Christus Apollo: Religion, Science Fiction, and Music

Christus Apollo: Religion, Science Fiction, and Music August 9, 2011

SF Signal has a guest post about science fiction music. The focus of that post is on instrumental music, and in that category one album that comes to mind is Mike Oldfield’s “Songs of Distant Earth,” named after the novel by Arthur C. Clarke.

But if one branches out to vocal music, then there is a piece that deserves to be better known than it is: a setting of Ray Bradbury’s poem/cantata “Christus Apollo” by Jerry Goldsmith, well known for his film scores for many movies, including quite a number in the science fiction genre.

The piece can be listened to in parts on YouTube. I’m embedding the first part here. An excerpt from the text of Bradbury’s poem that I shared once before will follow below the video. You can read the piece in its entirety online in more than one place.

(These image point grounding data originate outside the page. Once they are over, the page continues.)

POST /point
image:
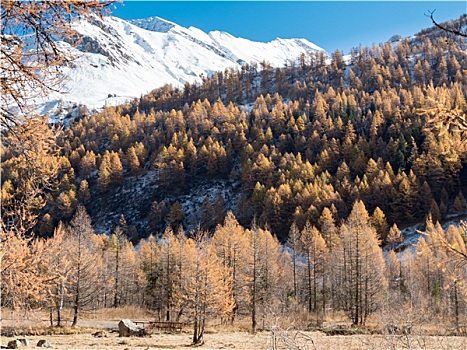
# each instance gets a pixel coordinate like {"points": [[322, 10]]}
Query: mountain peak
{"points": [[121, 59], [154, 24]]}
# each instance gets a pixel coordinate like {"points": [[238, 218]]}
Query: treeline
{"points": [[388, 128], [239, 273]]}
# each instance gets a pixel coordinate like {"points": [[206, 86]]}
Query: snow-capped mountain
{"points": [[124, 59]]}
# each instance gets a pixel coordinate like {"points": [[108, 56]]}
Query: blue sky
{"points": [[329, 24]]}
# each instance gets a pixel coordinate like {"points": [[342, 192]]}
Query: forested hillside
{"points": [[276, 146], [328, 155]]}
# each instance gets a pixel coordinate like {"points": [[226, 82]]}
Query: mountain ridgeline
{"points": [[278, 146]]}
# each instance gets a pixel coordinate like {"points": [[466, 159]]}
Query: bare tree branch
{"points": [[453, 31]]}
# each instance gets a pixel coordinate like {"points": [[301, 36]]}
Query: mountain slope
{"points": [[118, 59]]}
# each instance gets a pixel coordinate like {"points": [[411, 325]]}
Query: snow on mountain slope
{"points": [[119, 60]]}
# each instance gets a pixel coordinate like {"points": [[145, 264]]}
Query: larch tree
{"points": [[229, 244], [362, 264], [117, 243], [86, 263], [293, 242], [204, 290], [27, 74], [315, 251]]}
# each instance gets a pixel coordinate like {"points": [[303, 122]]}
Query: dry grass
{"points": [[280, 334], [247, 341]]}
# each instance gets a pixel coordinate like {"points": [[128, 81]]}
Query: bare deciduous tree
{"points": [[31, 59]]}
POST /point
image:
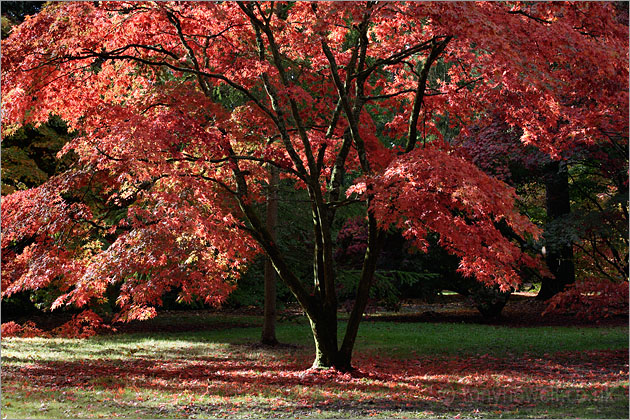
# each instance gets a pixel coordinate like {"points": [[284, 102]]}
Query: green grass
{"points": [[413, 370]]}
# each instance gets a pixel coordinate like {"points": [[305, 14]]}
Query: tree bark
{"points": [[269, 322], [559, 258]]}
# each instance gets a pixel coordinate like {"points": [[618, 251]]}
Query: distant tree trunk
{"points": [[559, 258], [269, 323]]}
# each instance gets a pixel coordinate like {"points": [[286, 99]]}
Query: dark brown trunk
{"points": [[559, 257], [269, 322]]}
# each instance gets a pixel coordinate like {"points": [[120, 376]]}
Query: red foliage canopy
{"points": [[178, 106]]}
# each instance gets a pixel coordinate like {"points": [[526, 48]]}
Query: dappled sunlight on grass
{"points": [[226, 374]]}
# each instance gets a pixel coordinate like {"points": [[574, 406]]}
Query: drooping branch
{"points": [[412, 133]]}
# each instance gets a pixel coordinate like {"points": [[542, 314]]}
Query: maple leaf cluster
{"points": [[180, 108]]}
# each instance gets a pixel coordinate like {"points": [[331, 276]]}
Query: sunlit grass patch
{"points": [[404, 371]]}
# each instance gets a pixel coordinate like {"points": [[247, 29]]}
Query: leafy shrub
{"points": [[29, 329], [592, 298]]}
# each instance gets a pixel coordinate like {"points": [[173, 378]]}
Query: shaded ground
{"points": [[202, 376], [522, 310]]}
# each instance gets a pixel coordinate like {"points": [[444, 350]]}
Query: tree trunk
{"points": [[559, 258], [269, 322]]}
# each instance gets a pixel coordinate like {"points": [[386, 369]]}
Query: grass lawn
{"points": [[406, 370]]}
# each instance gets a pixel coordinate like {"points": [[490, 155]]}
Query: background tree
{"points": [[141, 83]]}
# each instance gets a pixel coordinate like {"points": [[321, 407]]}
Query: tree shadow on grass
{"points": [[270, 385]]}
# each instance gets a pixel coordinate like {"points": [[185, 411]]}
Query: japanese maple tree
{"points": [[180, 109]]}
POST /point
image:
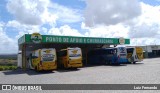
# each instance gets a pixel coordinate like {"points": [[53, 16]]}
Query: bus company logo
{"points": [[74, 51], [121, 40], [36, 38], [6, 87]]}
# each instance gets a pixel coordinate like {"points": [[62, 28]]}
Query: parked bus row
{"points": [[116, 55], [49, 59]]}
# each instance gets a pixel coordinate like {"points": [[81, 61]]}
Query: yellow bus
{"points": [[43, 59], [134, 54], [70, 58]]}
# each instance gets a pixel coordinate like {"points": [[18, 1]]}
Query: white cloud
{"points": [[112, 31], [110, 12], [142, 30], [27, 11], [148, 24], [64, 30], [39, 12], [65, 14], [8, 45]]}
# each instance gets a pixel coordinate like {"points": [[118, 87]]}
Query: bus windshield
{"points": [[47, 55]]}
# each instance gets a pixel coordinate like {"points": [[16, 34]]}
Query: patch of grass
{"points": [[8, 68]]}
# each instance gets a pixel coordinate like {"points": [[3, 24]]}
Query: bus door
{"points": [[75, 55], [122, 54]]}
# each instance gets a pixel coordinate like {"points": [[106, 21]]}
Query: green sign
{"points": [[72, 39]]}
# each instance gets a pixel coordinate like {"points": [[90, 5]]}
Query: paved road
{"points": [[146, 72]]}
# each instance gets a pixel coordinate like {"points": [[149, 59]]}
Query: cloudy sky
{"points": [[138, 20]]}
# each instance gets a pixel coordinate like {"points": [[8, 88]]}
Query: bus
{"points": [[134, 54], [122, 54], [43, 59], [108, 56], [70, 58]]}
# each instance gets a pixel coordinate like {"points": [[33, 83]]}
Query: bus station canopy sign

Christ wanders in the Universe
A flesh of stars,
He takes on creature shapes
To suit the mildest elements,
He dresses him in flesh beyond our ken.
There He walks, glides, flies, shambling of strangeness.
Here He walks Men.
Among the ten trillion beams
A billion Bible scrolls are scored
In hieroglyphs among God’s amplitudes of worlds;
In alphabet multitudinous
Tongues which are not quite tongues
Sigh, sibilate, wonder, cry:
As Christ comes manifest from a thunder-crimsoned sky.
He walks upon the molecules of seas
All boiling stews of beast
All maddened broth and brew and rising up of yeast.
There Christ by many names is known.
We call him thus.
They call him otherwise.
His name on any mouth would be a sweet surprise.
He comes with gifts for all,
Here: wine and bread.
There: nameless foods
At breakfasts where the morsels fall from stars
And Last Suppers are doled forth with stuff of dreams.
So sit they there in times before the Man is crucified.
Here He has long been dead.
There He has not yet died.

Perhaps I should also mention that one of the chapters in Religion and Science Fiction is about the intersection of religion, science fiction/fantasy, and music.

Science fiction and music, religion and music, and religion and science fiction intersect often. What is your favorite example of the intersection of all three?